I swing my legs over the ropes that guard the VIP entrance. Always over (I’m 5’10), never under. I’m late to the H. Lorenzo x Mowalola event, and the line wraps around the block. I don’t want to be an asshole, but I hate waiting in lines; it just ruins everything.
“Hey, my friend is DJing right now. My name should be down,” I say.
The youngish security guard looks me up and down. I have made an adventurous choice for this type of crowd. Neon pink hoodie, bright orange vest, my Raimundo jeans, and Jeremy Scott animal print sneakers. I let him take me in and look over his shoulder. Hmmm… I will be swathed in darkness when he lets me in. Dark night, dark clothes, dark makeup, furs, hoods, leather accessories, and sunglasses. I don’t recognize anyone, but it’s hard to tell who anyone is because I can’t see after 8 pm without my glasses. Night blindness. I can still catch a vibe though.
“She’s in the bathroom,” Mr. Guard says, interrupting my squinting.
“Who?” I ask.
“The woman in charge of the list.”
That’s a drag. I want to dance.
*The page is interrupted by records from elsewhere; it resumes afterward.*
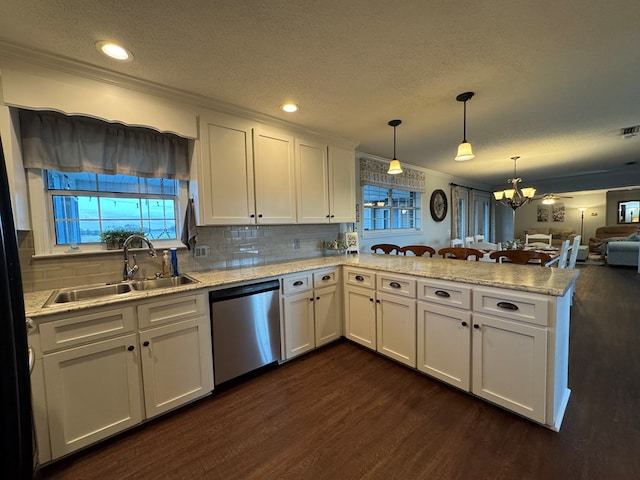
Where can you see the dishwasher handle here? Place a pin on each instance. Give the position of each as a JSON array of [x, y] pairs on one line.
[[243, 291]]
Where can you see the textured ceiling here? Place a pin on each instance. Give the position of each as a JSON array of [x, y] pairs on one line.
[[554, 81]]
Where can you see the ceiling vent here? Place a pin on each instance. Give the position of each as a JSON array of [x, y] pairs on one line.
[[629, 132]]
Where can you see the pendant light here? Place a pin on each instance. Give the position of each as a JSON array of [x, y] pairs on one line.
[[464, 149], [394, 166]]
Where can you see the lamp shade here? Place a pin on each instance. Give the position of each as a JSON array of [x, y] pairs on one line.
[[394, 167], [464, 152]]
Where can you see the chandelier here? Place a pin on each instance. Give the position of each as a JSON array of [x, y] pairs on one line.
[[515, 197]]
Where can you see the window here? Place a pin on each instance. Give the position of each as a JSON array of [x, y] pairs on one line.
[[390, 209], [83, 205]]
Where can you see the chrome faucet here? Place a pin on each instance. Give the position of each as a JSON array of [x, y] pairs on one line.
[[129, 270]]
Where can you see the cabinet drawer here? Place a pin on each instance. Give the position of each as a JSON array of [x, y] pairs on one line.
[[76, 330], [397, 284], [529, 308], [297, 283], [171, 308], [325, 278], [445, 293], [361, 278]]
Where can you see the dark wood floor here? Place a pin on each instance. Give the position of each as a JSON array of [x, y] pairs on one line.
[[343, 412]]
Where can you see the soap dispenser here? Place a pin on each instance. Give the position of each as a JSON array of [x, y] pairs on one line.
[[166, 263]]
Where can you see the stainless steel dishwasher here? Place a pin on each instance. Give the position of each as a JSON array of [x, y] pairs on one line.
[[245, 326]]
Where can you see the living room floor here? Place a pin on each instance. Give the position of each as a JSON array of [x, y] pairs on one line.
[[344, 412]]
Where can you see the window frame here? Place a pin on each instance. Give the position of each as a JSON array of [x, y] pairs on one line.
[[391, 230], [42, 220]]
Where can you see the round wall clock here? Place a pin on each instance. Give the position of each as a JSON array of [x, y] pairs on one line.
[[438, 205]]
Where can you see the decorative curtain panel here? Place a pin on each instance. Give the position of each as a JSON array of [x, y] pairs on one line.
[[374, 172], [55, 141]]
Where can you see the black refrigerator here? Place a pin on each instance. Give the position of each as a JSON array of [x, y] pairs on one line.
[[16, 432]]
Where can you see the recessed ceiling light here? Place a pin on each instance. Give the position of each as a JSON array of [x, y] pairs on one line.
[[289, 107], [115, 51]]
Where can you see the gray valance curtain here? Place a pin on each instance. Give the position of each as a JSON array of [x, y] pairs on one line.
[[55, 141], [374, 172]]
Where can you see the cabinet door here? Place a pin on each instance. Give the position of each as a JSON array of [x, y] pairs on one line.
[[225, 183], [327, 314], [93, 391], [396, 328], [509, 365], [176, 364], [299, 334], [342, 185], [444, 344], [275, 182], [360, 315], [313, 179]]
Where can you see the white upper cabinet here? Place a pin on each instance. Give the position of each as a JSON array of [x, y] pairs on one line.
[[342, 185], [225, 177], [326, 183], [249, 173], [275, 182]]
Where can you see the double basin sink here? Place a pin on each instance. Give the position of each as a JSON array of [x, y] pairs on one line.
[[79, 294]]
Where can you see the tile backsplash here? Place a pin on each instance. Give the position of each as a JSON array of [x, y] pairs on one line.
[[228, 247]]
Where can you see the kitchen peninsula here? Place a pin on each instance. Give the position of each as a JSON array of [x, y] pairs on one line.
[[497, 331]]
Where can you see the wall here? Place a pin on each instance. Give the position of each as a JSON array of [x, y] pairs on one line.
[[594, 217], [615, 196], [228, 247]]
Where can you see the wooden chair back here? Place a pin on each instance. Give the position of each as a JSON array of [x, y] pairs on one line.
[[521, 257], [417, 250], [387, 248], [460, 253], [537, 238]]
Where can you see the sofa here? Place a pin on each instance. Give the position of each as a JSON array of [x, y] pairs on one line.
[[558, 235], [598, 243], [624, 252]]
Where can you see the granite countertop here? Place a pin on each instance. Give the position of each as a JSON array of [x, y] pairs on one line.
[[546, 281]]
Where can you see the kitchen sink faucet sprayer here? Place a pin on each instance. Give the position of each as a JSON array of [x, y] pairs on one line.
[[129, 270]]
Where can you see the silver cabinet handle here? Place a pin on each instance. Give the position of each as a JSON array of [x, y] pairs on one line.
[[507, 306]]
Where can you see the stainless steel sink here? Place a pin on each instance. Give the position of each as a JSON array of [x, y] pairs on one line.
[[153, 283], [87, 293], [79, 294]]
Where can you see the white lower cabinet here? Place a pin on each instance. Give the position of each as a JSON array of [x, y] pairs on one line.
[[107, 369], [396, 327], [510, 365], [93, 391], [444, 344], [311, 305]]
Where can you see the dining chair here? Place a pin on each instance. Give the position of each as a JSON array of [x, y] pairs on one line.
[[487, 245], [521, 257], [417, 250], [573, 253], [560, 260], [538, 238], [460, 253], [387, 248]]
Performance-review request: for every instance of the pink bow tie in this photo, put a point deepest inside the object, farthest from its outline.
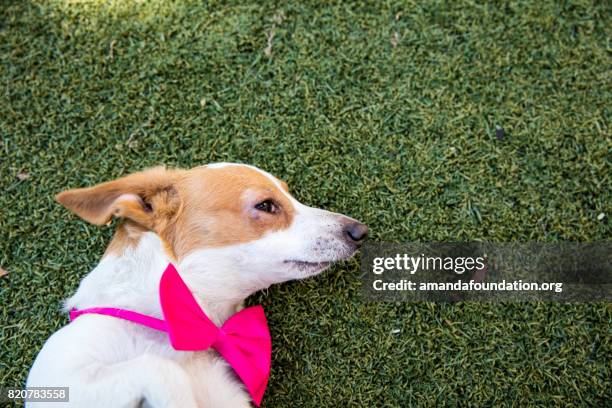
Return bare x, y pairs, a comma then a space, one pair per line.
243, 340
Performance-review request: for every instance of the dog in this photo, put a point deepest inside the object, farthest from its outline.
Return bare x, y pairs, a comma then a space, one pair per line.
231, 230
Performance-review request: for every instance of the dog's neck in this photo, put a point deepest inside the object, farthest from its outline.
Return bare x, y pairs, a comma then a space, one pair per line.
128, 277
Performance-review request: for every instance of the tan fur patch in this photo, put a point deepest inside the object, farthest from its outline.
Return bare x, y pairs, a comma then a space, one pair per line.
189, 209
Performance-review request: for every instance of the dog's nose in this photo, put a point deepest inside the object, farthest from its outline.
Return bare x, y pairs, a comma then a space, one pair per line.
356, 231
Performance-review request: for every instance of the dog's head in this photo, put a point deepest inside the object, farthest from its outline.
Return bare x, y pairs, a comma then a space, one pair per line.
233, 217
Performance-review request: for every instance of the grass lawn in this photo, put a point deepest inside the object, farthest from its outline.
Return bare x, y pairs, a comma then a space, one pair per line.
386, 111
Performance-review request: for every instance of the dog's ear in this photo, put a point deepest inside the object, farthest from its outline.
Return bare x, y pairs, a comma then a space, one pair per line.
148, 198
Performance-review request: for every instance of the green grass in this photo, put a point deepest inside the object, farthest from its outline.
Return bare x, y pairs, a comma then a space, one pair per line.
385, 111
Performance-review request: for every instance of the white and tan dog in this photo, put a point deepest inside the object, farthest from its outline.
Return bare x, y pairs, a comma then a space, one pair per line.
231, 230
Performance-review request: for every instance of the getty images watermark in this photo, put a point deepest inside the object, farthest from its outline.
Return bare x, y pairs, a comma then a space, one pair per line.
488, 272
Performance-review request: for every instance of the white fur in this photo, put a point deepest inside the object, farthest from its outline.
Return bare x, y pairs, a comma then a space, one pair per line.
108, 362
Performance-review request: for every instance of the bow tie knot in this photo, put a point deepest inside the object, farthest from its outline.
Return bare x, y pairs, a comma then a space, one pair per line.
243, 340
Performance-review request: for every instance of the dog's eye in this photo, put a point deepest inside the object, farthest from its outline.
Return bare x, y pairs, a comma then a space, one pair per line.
267, 206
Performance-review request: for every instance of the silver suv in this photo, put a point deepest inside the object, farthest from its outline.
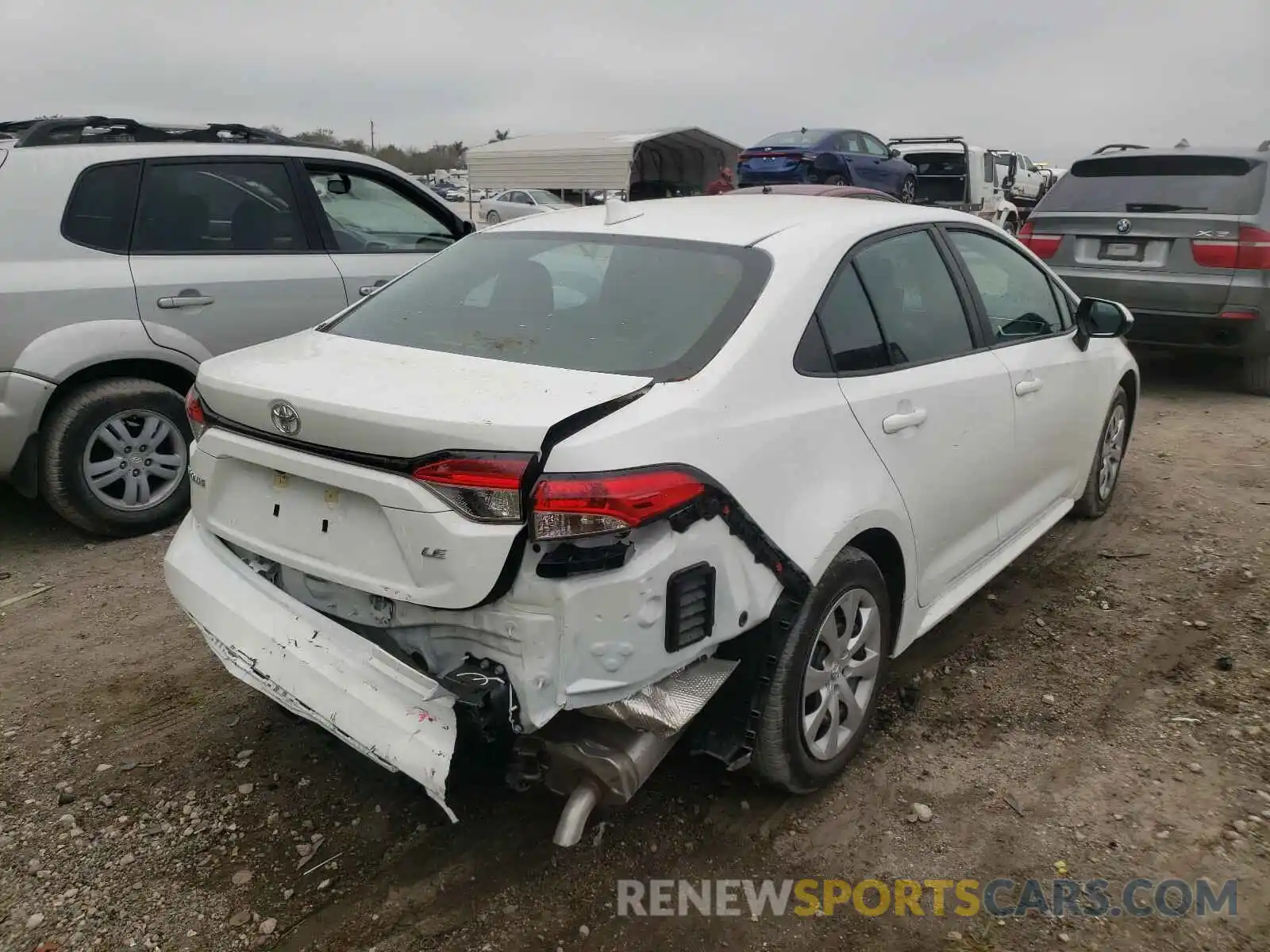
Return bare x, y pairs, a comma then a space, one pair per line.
1180, 235
131, 253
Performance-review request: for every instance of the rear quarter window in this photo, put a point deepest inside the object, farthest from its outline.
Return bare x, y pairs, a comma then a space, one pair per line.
101, 207
1164, 183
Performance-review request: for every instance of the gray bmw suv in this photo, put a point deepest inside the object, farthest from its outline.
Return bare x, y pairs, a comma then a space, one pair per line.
1179, 235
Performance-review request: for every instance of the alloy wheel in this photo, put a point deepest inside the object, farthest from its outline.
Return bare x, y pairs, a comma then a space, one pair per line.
1111, 452
841, 674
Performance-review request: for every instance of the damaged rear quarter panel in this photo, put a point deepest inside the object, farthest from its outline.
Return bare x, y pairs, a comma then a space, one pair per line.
787, 447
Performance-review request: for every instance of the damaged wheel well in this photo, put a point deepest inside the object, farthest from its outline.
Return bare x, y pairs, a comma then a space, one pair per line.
884, 550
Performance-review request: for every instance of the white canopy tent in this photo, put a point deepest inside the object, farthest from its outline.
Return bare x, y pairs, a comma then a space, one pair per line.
687, 158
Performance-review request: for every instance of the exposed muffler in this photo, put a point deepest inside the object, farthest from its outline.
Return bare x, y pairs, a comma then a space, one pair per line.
602, 755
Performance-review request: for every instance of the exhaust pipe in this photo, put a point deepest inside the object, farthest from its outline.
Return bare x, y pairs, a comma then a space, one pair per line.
602, 755
594, 763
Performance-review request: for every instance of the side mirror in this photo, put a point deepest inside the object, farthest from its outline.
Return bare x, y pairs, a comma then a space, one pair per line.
1103, 319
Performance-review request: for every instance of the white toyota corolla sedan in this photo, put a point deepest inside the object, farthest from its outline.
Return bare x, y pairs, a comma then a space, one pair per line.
615, 478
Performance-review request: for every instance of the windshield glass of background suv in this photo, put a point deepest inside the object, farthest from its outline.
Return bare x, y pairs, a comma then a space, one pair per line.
591, 302
1165, 183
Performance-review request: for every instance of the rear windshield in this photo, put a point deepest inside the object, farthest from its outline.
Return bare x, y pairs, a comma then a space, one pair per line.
1160, 183
800, 137
647, 308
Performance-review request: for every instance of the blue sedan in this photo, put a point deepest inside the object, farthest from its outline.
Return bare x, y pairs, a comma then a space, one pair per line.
827, 158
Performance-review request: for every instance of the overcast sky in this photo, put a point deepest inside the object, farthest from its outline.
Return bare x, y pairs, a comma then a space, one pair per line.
1049, 78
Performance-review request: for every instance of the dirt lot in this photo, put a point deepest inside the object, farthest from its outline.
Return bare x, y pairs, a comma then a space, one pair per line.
1113, 685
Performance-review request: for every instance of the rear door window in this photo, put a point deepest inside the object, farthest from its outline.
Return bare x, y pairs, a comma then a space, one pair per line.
914, 298
216, 207
99, 211
1161, 183
609, 304
850, 328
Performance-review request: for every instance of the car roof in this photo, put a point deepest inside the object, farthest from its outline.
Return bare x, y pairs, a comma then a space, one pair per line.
93, 152
806, 190
1206, 152
741, 221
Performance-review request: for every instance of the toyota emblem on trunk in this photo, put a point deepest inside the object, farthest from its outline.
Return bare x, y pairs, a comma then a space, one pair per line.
285, 418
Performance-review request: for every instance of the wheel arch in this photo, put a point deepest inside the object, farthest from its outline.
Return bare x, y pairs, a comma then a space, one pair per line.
156, 371
884, 549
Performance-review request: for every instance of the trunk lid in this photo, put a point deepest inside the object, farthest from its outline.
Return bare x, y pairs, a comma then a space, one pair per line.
1149, 267
1130, 220
336, 501
778, 159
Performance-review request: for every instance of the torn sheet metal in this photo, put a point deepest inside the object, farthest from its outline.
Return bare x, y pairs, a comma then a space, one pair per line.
422, 747
668, 706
Lately, I’m going out in the name of music.
“So…can I go in?” I ask.
“Just wait for her to get back.”
That sounds fine. I wait. The outdoor smoking area is packed. I hope the inside mirrors this, maybe with people dancing instead of blowing smoke in each other’s eyes.
“You got instagram?” The guard asks me after about ten minutes of flirting.
“Can I go in?” I said.
He laughs. He lets me in the event without a wristband.
Inside, I understand why the other guard was gone for so long. I make a mental note to not drink too much liquid; the bathroom line is almost as long as the line to get in. The party is popping, far from a flop.
I push through the crowd solo, following the speakers to the DJ booth. The immersive visuals provide me with enough light to make out Mowalola in a gold bikini and her low rise denim. My pulse races like the horse printed on the front of her coochie. That’s the point of the collection, obviously.
I spend a good thirty minutes grinding my hips before swaying to the open bar. I smile to myself, noting that it’s a mezcal forward menu. I see a drink that disgusts me, so I order it without hesitation. It’s a mezcal coffee concoction. My heart ’s ran through already, why not go all in? I hear Shigecki’s set start so I head back to dance. I’m jumping around, sweating, and I yelp when I pause for a beat. Strippers have materialized and are working poles opposite and behind the DJ booth. Good. Events should be sexy.
I end the night smoking my friend’s Korean strawberry cigarettes taking in the air of cool- when a man comes up to me wild-eyed exclaiming that we look just like one another. I look at him- no, not at all. I turn slowly, remembering what I should be doing: listening to DJ G2G’s set. Back inside, she is playing reggaeton type beats with lasers beaming out of her headphones (I want these). A rave in it of herself.
Too bad all the events end at 2 am in LA.